Mentions: Factorio

The factory must grow.
Unravelling, from web to thread.
Pieces fall into place one by one.
A job well done, but perfection, tantalizing.
A new horizon.
The factory must grow.

I have spent numerous sleepless nights coming up with factory layouts, expanding train networks, and balancing conveyor belts. The game weaves together numerous systems into a beautiful and sophisticated wellspring of challenge and industrial beauty.

Factorio is a 2d top-down factory Big-A Automation game. You’ve just crash landed onto an alien planet, and you want to go back to space. You don’t have anything but your wits, and the heap of scrap that used to be your ship.

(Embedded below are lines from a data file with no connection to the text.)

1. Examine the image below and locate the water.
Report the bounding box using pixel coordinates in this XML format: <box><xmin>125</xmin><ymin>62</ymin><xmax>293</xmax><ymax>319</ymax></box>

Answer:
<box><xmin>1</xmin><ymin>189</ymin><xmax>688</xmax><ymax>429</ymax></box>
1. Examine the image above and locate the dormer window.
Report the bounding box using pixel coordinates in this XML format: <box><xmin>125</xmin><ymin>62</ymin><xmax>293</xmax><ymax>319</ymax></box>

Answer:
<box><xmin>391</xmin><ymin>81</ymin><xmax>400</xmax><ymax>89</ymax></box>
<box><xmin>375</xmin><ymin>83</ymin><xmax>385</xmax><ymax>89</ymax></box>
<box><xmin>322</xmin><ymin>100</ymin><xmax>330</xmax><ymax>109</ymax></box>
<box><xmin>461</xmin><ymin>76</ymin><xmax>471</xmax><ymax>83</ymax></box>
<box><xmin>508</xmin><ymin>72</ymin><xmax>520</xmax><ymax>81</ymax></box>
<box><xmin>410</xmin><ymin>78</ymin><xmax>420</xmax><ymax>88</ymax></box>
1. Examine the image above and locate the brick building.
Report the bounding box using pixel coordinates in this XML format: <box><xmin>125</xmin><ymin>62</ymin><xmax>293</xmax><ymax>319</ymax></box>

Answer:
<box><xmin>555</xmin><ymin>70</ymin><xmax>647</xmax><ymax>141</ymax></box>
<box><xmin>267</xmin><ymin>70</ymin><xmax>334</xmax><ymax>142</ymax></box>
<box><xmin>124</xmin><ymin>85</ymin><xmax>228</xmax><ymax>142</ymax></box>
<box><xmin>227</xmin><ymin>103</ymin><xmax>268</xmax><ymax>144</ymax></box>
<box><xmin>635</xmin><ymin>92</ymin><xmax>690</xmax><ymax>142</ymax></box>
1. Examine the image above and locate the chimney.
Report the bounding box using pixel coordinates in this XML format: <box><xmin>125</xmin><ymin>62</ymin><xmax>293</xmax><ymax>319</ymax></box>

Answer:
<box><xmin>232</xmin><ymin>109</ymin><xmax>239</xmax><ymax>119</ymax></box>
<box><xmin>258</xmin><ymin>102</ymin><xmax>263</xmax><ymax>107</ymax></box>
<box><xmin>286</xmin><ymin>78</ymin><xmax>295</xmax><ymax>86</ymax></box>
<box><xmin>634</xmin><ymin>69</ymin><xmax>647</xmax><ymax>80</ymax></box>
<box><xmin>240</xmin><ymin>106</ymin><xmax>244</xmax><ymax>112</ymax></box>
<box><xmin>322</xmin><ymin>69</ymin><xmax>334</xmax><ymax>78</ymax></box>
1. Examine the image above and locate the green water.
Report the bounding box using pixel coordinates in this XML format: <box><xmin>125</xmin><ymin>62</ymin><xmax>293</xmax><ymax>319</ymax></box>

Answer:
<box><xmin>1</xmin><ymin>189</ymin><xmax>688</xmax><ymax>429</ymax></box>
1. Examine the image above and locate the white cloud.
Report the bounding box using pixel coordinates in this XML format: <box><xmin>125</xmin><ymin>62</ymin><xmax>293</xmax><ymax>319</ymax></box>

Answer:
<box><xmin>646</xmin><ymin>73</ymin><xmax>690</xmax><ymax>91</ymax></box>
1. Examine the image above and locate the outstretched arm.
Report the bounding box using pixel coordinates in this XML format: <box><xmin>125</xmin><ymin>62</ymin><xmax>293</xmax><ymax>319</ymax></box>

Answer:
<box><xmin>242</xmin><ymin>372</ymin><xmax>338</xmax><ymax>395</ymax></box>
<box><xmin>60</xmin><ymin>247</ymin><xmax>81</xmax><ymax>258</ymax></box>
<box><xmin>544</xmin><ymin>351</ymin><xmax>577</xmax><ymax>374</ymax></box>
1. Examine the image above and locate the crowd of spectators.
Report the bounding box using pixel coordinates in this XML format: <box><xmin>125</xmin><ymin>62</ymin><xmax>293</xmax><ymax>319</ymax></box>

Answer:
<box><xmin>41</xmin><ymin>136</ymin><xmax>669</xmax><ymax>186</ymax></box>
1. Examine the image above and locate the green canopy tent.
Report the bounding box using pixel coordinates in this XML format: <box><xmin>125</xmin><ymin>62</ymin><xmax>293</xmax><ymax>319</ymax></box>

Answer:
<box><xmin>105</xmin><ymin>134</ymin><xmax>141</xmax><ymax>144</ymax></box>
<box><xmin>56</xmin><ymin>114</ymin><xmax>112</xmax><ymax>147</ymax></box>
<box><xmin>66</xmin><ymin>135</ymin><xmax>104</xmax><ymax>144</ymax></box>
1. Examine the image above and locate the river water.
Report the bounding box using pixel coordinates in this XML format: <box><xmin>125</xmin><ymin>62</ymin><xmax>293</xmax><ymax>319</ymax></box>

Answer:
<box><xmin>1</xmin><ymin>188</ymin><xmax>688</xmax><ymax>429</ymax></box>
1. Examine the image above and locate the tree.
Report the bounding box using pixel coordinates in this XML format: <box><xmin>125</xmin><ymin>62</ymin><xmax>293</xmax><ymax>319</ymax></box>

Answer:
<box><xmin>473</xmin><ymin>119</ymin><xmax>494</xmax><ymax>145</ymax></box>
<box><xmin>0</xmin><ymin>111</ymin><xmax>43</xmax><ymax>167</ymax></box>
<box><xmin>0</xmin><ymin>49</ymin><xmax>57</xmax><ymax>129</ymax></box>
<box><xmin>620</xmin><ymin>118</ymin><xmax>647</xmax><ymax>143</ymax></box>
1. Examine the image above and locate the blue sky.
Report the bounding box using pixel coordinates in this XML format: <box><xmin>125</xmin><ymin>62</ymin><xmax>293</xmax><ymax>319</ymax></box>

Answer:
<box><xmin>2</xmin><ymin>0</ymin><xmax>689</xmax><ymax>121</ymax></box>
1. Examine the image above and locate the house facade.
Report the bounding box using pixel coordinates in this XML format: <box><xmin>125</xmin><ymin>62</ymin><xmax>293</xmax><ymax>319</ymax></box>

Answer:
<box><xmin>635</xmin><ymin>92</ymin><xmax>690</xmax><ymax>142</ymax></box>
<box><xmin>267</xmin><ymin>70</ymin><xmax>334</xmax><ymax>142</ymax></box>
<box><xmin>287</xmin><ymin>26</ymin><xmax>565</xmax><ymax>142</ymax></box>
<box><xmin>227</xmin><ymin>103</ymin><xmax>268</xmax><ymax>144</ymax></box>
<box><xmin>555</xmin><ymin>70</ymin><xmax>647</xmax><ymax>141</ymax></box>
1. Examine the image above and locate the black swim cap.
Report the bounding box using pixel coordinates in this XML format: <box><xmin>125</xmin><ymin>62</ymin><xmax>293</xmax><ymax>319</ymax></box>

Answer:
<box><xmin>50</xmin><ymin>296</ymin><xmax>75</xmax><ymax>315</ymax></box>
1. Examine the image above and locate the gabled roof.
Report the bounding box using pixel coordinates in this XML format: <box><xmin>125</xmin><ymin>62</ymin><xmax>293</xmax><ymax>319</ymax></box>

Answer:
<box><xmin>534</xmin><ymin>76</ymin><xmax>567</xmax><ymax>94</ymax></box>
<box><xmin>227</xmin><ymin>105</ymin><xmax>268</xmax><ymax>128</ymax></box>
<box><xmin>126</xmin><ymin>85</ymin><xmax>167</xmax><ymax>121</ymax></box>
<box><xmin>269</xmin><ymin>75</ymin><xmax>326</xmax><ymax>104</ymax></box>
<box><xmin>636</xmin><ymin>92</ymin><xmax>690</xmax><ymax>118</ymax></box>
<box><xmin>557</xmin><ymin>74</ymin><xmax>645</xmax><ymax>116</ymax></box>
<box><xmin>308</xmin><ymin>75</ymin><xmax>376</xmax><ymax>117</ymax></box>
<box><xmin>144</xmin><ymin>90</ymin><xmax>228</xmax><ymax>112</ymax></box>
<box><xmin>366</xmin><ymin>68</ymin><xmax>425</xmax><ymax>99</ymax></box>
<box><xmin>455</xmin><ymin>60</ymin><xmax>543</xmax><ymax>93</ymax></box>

You start off in typical survival-crafting fashion: mining, hand-crafting parts and machines. But not for long. You begin unlocking more advanced buildings and parts. The research starts requiring more and more science packs. Recipes get more complicated, and their resources are scattered accross far flung parts of the map. To progress, you need to craft and build an enourmous amount of stuff, plenty of which you can not even craft manually. It’s time to start automating.

That’s where the real game begins. You refine, combine, connect and move dozens of parts and buildings, creating and managing a supply chain of increasing complexity, just to get that one next thing. Once you get it, you realize you’re going to need plenty more of said thing - then you scale-up and fix bottle necks. Build, debug, scale-up, repeat. The siren song of Factorio.